Parce que si l’on apprécie le style du cinéaste, avec sa photographie et sa mise en scène désormais très identifiés (en plus de ses choix musicaux géniaux), ses scénarios parfois décrits comme inaboutis et son perpétuel goût pour l’absurde ressortent souvent comme des reproches faciles et finalement inadaptés. Parce que dans notre société actuelle, où se situe vraiment le curseur de absurde ? De plus, il y a dans Fumer fait tousser ce ton désespéré que l’on retrouvait dans la conclusion d’Incroyable mais vrai qui irrigue désormais tout le projet. Ces héros hauts en couleurs ne sont ainsi que des pantins désincarnés à l’extrême, dont la retraite spirituelle accentuera la vacuité de leur mission, de leurs rapports, et traduira à merveille nos quotidiens désincarnés, nos vies professionnelles robotisées, et ces postes sans utilité qui émaillent nos vies ultra-connectées pour ne surtout pas se trouver confronté à soi-même.
Passer l’époque à tabac
Fumer fait tousser s’élève ainsi rapidement bien au-delà de toutes les étiquettes qu’on lui a accolées, pour dépasser à la fois sa quête initiale de parodie et de prétendu film à sketches. Ces histoires racontées pour se faire peur traduisent ainsi le constat amer et désenchanté d’un cinéaste dont l’inventivité se pare ici d’un goût fataliste, d’une histoire de week-end tragique (la meilleure) à celle d’une cheffe d’entreprise inconsciente de tout, dont le prétendu ton sans-filtre traduisent surtout un manque total de compréhension du monde qui l’entoure (géniale Blanche Gardin). Quentin Dupieux propose ainsi, derrière ces histoires, un exercice presque méta, d’un conteur d’histoires voulant ramener tout un public vers l’essentiel, venu pour se divertir mais ne tirant, comme ses protagonistes, jamais de leçon des sujets qu’on leur propose.
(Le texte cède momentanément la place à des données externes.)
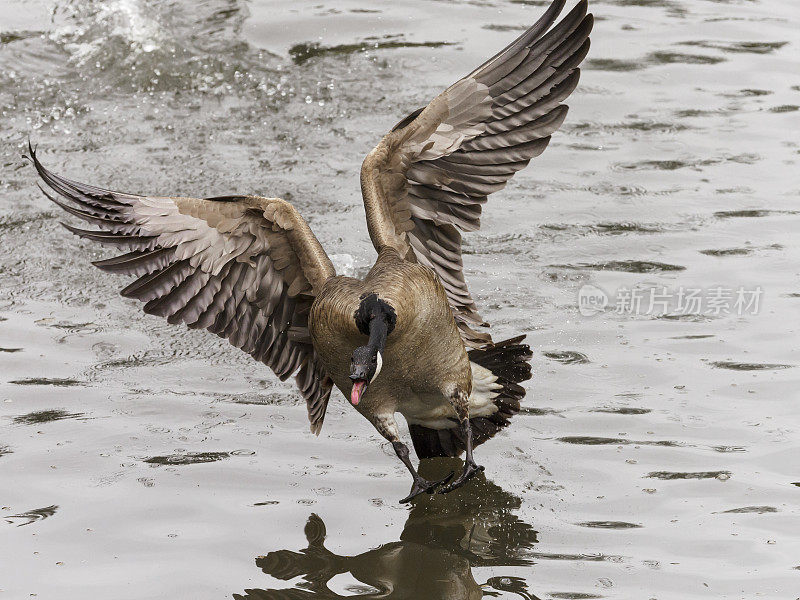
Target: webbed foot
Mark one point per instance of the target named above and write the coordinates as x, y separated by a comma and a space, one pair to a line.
470, 470
423, 486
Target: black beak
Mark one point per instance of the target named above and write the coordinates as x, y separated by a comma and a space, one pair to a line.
359, 372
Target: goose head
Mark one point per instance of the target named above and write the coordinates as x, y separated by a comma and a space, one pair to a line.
375, 318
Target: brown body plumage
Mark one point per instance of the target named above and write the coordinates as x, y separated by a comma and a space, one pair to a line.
251, 270
425, 328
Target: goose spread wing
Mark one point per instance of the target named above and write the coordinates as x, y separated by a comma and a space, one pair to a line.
429, 177
244, 267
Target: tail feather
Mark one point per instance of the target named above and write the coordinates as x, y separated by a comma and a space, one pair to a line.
509, 361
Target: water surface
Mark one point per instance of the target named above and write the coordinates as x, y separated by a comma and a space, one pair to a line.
656, 455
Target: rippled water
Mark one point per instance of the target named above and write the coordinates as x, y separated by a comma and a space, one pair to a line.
656, 456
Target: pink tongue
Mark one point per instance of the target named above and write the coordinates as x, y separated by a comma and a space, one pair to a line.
358, 389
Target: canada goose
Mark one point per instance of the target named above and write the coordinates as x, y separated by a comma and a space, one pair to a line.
250, 269
441, 544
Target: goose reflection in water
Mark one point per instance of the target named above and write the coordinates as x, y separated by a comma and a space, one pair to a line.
443, 539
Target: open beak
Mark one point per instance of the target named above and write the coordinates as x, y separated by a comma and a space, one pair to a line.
359, 386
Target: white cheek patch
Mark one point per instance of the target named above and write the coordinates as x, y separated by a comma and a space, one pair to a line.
378, 369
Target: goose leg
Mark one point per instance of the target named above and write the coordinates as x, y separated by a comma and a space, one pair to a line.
461, 404
420, 485
388, 429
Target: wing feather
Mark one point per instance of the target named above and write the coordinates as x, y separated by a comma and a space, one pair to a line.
243, 267
429, 177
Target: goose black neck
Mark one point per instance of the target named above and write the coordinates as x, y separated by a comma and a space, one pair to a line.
375, 318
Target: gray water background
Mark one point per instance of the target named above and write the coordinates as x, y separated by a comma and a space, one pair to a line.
657, 454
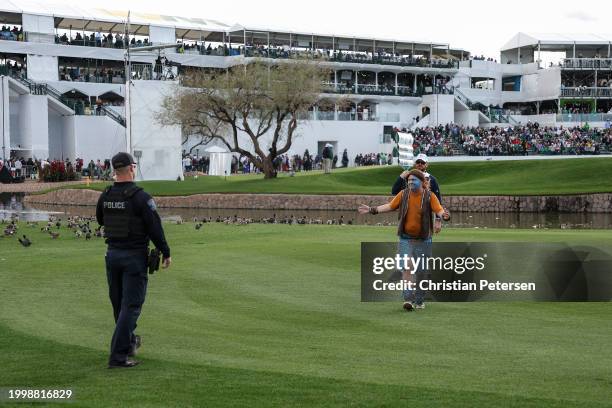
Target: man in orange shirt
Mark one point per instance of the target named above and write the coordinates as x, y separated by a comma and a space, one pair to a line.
417, 206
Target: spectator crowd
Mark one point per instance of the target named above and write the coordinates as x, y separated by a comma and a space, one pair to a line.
518, 140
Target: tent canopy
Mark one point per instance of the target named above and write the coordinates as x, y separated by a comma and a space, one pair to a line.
216, 149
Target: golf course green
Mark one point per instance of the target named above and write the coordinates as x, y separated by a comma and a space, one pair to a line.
513, 177
270, 315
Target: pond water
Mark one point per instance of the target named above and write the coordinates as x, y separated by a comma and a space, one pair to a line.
11, 205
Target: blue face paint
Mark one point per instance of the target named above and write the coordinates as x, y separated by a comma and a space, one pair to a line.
414, 184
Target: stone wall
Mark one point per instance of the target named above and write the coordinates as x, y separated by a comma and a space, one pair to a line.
597, 203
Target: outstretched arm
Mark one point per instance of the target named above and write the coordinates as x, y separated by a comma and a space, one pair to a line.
364, 209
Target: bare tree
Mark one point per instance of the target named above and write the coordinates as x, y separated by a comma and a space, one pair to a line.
253, 109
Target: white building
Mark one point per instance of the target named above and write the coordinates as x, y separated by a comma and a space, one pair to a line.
63, 87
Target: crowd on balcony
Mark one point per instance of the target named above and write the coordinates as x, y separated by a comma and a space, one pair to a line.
13, 68
380, 56
14, 34
519, 140
53, 170
482, 58
373, 159
97, 39
102, 75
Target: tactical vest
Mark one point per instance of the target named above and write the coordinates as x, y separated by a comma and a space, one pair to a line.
120, 221
426, 214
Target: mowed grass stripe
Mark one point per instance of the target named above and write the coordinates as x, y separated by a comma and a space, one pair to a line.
232, 314
512, 177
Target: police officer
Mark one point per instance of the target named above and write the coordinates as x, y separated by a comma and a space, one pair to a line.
130, 219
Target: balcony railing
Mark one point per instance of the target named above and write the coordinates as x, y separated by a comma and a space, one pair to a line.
39, 37
586, 92
587, 63
350, 57
584, 117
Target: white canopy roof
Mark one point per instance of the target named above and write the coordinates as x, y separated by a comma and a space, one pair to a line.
77, 17
532, 39
216, 149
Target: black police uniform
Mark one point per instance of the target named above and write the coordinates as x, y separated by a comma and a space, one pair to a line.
130, 219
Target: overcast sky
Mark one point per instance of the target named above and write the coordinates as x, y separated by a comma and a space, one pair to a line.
479, 26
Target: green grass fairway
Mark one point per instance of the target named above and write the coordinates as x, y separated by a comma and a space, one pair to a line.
270, 315
527, 177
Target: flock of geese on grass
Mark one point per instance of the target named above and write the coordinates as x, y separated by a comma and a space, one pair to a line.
77, 226
80, 226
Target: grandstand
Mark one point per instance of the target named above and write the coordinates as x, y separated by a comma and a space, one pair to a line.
63, 86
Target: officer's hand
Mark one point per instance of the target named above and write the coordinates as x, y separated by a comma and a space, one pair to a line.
166, 262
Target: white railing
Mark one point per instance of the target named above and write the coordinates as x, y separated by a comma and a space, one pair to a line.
43, 38
587, 63
142, 71
584, 117
388, 117
586, 92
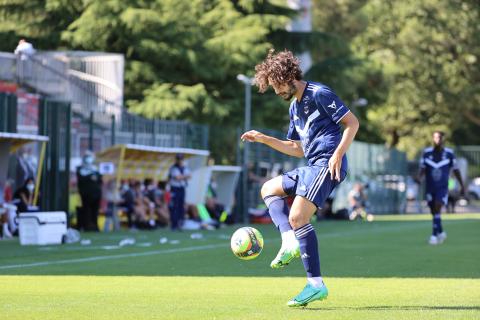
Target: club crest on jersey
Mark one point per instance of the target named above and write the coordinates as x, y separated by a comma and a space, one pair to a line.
332, 105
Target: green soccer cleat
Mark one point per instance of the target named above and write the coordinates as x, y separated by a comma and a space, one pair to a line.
284, 257
308, 294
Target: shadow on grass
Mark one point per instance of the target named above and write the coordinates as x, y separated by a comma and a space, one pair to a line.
398, 308
381, 249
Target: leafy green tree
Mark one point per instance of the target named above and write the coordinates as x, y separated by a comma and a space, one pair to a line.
428, 51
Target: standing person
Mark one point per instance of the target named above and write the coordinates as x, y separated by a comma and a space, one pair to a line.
23, 197
436, 163
314, 133
89, 182
24, 49
179, 175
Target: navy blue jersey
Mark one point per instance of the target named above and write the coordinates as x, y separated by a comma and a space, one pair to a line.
315, 122
437, 165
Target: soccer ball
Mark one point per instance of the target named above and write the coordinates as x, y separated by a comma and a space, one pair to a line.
247, 243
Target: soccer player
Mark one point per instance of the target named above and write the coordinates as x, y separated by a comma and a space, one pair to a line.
315, 133
436, 163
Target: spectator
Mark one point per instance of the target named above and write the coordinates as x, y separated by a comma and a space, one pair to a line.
161, 203
149, 194
358, 203
128, 202
453, 195
89, 182
25, 167
214, 208
4, 220
23, 197
179, 175
113, 198
141, 206
24, 49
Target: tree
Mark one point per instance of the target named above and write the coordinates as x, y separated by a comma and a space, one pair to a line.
428, 52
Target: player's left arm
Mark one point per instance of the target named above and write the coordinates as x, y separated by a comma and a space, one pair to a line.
458, 175
351, 124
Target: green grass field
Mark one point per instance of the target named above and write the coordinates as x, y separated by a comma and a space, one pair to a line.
379, 270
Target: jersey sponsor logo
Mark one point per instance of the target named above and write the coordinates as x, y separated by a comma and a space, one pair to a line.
303, 132
436, 165
436, 174
332, 105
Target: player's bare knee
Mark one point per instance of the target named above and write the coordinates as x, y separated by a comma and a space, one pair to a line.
296, 221
266, 190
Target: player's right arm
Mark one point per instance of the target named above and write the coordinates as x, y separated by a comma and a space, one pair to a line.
292, 148
421, 170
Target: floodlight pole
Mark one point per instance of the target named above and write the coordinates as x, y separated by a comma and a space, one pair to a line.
246, 147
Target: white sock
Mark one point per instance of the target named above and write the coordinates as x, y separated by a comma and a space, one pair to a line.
288, 239
317, 282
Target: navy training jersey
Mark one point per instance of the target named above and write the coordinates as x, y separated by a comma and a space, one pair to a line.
315, 122
437, 165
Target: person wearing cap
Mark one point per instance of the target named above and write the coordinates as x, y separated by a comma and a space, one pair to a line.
179, 174
89, 182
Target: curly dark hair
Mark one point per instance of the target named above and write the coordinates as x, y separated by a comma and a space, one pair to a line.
279, 68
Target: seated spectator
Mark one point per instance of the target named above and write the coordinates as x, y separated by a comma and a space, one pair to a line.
142, 207
128, 202
23, 197
214, 208
113, 199
162, 199
358, 203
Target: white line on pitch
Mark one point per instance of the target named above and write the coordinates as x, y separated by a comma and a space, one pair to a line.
109, 257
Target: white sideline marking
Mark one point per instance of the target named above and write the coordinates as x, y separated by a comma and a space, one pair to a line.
376, 229
117, 256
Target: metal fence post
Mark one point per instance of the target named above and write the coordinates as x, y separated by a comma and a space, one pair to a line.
90, 131
112, 135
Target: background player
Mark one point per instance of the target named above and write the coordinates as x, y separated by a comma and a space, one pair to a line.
436, 163
314, 132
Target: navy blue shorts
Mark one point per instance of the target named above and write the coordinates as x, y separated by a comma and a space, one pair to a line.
312, 182
437, 195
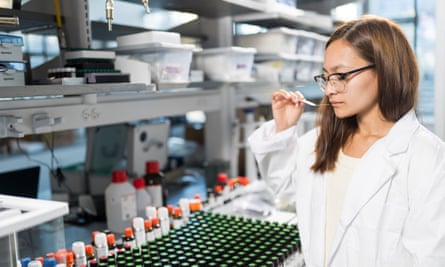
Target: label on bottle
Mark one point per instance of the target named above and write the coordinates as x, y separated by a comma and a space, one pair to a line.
155, 191
128, 202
L’horreur d’une histoire toute simple, de la pollution d’un lac et du constat d’une fillette sur la condition des protagonistes demeure l’histoire la plus sombre, et la plus inaudible pour ces derniers, tant la réalité semble finalement effrayante pour tous. Condamné un temps à créer des refuges colorés comme des parenthèses faussement insolites et fantasmées de la vie, Quentin Dupieux semble ici vouloir s’en extraire, en signant, devant Incroyable mais vrai, sa conclusion la plus nihiliste et tragique de sa filmographie. Tel un manieur de pantins désincarnés, le cinéaste semble ainsi plus amer que jamais, faisant basculer son univers à part dans une satire aussi désenchantée qu’amère sur un monde qui refuse de voir qu’il court à sa propre perte. Un lanceur d’alerte au talent tout sauf enfumé, dont on attend les prochains projets avec une excitation, quant à elle, toujours intacte.
Fumer fait tousser sortira le 5 avril 2023 en Blu-ray, DVD et VOD.
Avis
Fumer fait tousser paraît aisément comme l'essai de plus abouti de Quentin Dupieux. Après Incroyable mais vrai, un ton désespéré et nihiliste envahit l'univers à part du cinéaste, ici transfiguré en un lanceur d'alerte dont l'art délaisse volontiers la couleur pour une noirceur bienvenue, aussi divertissante que salutaire.